Cruise lines are spending many millions to develop private out-islands, refreshing the region’s appeal when island governments are reluctant or unable to do so, panelists said during Seatrade Cruise Global’s “The State of the Cruise Industry: Caribbean & Cuba” session.
“It’s still the post potent cruise market in the world,” said Rick Sasso, president, MSC Cruises USA. “We’re investing a hell of a lot of money. For 2016, ’17 and beyond, we’re betting the market will grow continually.”
MSC Cruises is spending $200m to develop Ocean Cay MSC Marine Reserve, opening in December 2017, about 60 miles south of Bimini. Ships will be able to stay until midnight.
“The Caribbean is the largest destination in the industry, with the biggest and best ships. There will be continued strength,” said Andy Stuart, president and chief operating officer, Norwegian Cruise Line.
Earlier in the day Norwegian revealed more details of its new Harvest Caye private island in southern Belize, set to open in late 2017, with dining options, beach villas, pool cabanas, eco-tours, a zip line and marina.
All Norwegian's western Caribbean ships will visit Harvest Caye. “We really think this is an in-depth destination in the Caribbean,” Stuart said.
The line also has a long-term commitment to Tortola, where the expanded pier can handle larger ships. "It’s good for the whole industry to open up more destinations,” Stuart said.
Carnival Corp. & plc, meanwhile, is considering a new island destination in the Bahamas, said Carlos Torres de Navarra, vp commercial port operations, Carnival Cruise Line. “We’re the only line that doesn’t have a port in the Bahamas.”
Last year, Carnival opened Amber Cove in the Dominican Republic, giving its lines 40 new itineraries from eight homeports. “We’re all trying to get flexibility,” Torres said.

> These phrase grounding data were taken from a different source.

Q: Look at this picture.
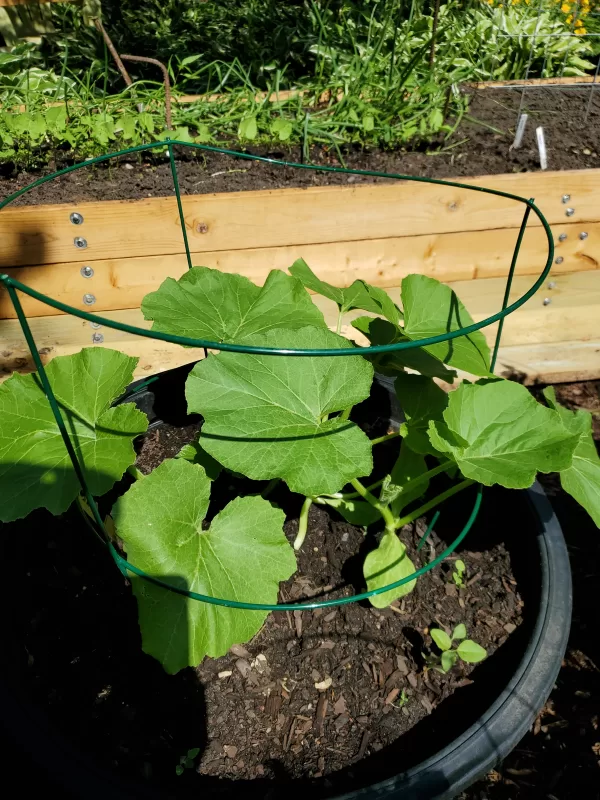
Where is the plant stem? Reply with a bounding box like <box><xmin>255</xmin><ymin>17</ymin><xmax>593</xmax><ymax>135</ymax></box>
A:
<box><xmin>370</xmin><ymin>430</ymin><xmax>401</xmax><ymax>446</ymax></box>
<box><xmin>294</xmin><ymin>496</ymin><xmax>313</xmax><ymax>551</ymax></box>
<box><xmin>401</xmin><ymin>459</ymin><xmax>454</xmax><ymax>497</ymax></box>
<box><xmin>261</xmin><ymin>478</ymin><xmax>280</xmax><ymax>499</ymax></box>
<box><xmin>336</xmin><ymin>307</ymin><xmax>343</xmax><ymax>334</ymax></box>
<box><xmin>127</xmin><ymin>465</ymin><xmax>145</xmax><ymax>480</ymax></box>
<box><xmin>395</xmin><ymin>479</ymin><xmax>475</xmax><ymax>529</ymax></box>
<box><xmin>349</xmin><ymin>478</ymin><xmax>396</xmax><ymax>532</ymax></box>
<box><xmin>339</xmin><ymin>405</ymin><xmax>353</xmax><ymax>422</ymax></box>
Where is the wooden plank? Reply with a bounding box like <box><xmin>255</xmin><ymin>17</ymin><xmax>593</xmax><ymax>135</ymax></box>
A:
<box><xmin>446</xmin><ymin>270</ymin><xmax>600</xmax><ymax>348</ymax></box>
<box><xmin>1</xmin><ymin>169</ymin><xmax>598</xmax><ymax>268</ymax></box>
<box><xmin>2</xmin><ymin>270</ymin><xmax>598</xmax><ymax>382</ymax></box>
<box><xmin>466</xmin><ymin>76</ymin><xmax>600</xmax><ymax>89</ymax></box>
<box><xmin>0</xmin><ymin>0</ymin><xmax>70</xmax><ymax>6</ymax></box>
<box><xmin>1</xmin><ymin>220</ymin><xmax>597</xmax><ymax>319</ymax></box>
<box><xmin>494</xmin><ymin>341</ymin><xmax>600</xmax><ymax>385</ymax></box>
<box><xmin>327</xmin><ymin>271</ymin><xmax>600</xmax><ymax>349</ymax></box>
<box><xmin>0</xmin><ymin>308</ymin><xmax>206</xmax><ymax>382</ymax></box>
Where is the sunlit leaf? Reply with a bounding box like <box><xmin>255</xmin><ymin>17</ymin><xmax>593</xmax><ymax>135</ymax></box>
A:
<box><xmin>401</xmin><ymin>274</ymin><xmax>491</xmax><ymax>376</ymax></box>
<box><xmin>113</xmin><ymin>458</ymin><xmax>295</xmax><ymax>673</ymax></box>
<box><xmin>0</xmin><ymin>348</ymin><xmax>147</xmax><ymax>522</ymax></box>
<box><xmin>428</xmin><ymin>379</ymin><xmax>579</xmax><ymax>488</ymax></box>
<box><xmin>186</xmin><ymin>327</ymin><xmax>374</xmax><ymax>497</ymax></box>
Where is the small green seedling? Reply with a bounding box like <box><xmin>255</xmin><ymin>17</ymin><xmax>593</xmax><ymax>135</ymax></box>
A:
<box><xmin>393</xmin><ymin>688</ymin><xmax>409</xmax><ymax>709</ymax></box>
<box><xmin>452</xmin><ymin>559</ymin><xmax>466</xmax><ymax>588</ymax></box>
<box><xmin>428</xmin><ymin>624</ymin><xmax>487</xmax><ymax>674</ymax></box>
<box><xmin>175</xmin><ymin>747</ymin><xmax>200</xmax><ymax>776</ymax></box>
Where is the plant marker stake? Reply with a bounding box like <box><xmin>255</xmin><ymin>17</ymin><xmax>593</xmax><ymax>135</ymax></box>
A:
<box><xmin>536</xmin><ymin>127</ymin><xmax>548</xmax><ymax>171</ymax></box>
<box><xmin>510</xmin><ymin>113</ymin><xmax>528</xmax><ymax>150</ymax></box>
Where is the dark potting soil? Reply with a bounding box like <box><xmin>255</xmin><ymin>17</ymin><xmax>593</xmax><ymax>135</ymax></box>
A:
<box><xmin>1</xmin><ymin>87</ymin><xmax>599</xmax><ymax>205</ymax></box>
<box><xmin>0</xmin><ymin>407</ymin><xmax>532</xmax><ymax>798</ymax></box>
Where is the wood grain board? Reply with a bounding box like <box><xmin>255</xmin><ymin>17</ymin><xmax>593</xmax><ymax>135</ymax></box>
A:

About 50 ships are ordered through 2021, Torres said. “Where are all the ships going to go? The Caribbean is going to grow.”
Cuba, said Jorge Vilches, president and ceo, Pullmantur, “is very interesting. It’s the new girl in the dance party.”
Cuba’s recent rapid growth means “its lack of infrastructure will be that way for many years to come. It will take a while to develop its potential,” Vilches said. “It’s clear that when the embargo is lifted, everyone will go there.”
Added Stuart: “Cuba is going to be a good guy for the region and a good guy for the industry.”
Pullmantur isn’t calling in Cuba now, though it did in the past, and has changed its strategy, sourcing half its passengers from Latin America. Half of those are from Brazil, currently a shrinking market because of severe economic woes.
“We’re gradually reducing our exposure to Brazil,” Vilches said, adding that Pullmantur is focusing on 10 inter-ports that include Cartagena and Santo Domingo.
Regionally, lines continue to search for new homeports.
Carnival currently has seven ships in U.S. Gulf Coast ports: three in Galveston, two in New Orleans, undergoing a recent 34% growth; one soon in Mobile and in Tampa.
Norwegian is growing with a big ship, Norwegian Epic, at Port Canaveral. But homeports in Philadelphia and Houston have contracted.
Three audience members asked about the potential of St. Croix, U.S. Virgin Islands, which has no ships scheduled this summer.
“The beauty of St. Croix is that there are not enough berths in St. Thomas,” Torres de Navarra said. “But I don’t think we can sell St. Thomas and St. Croix on the same itinerary.”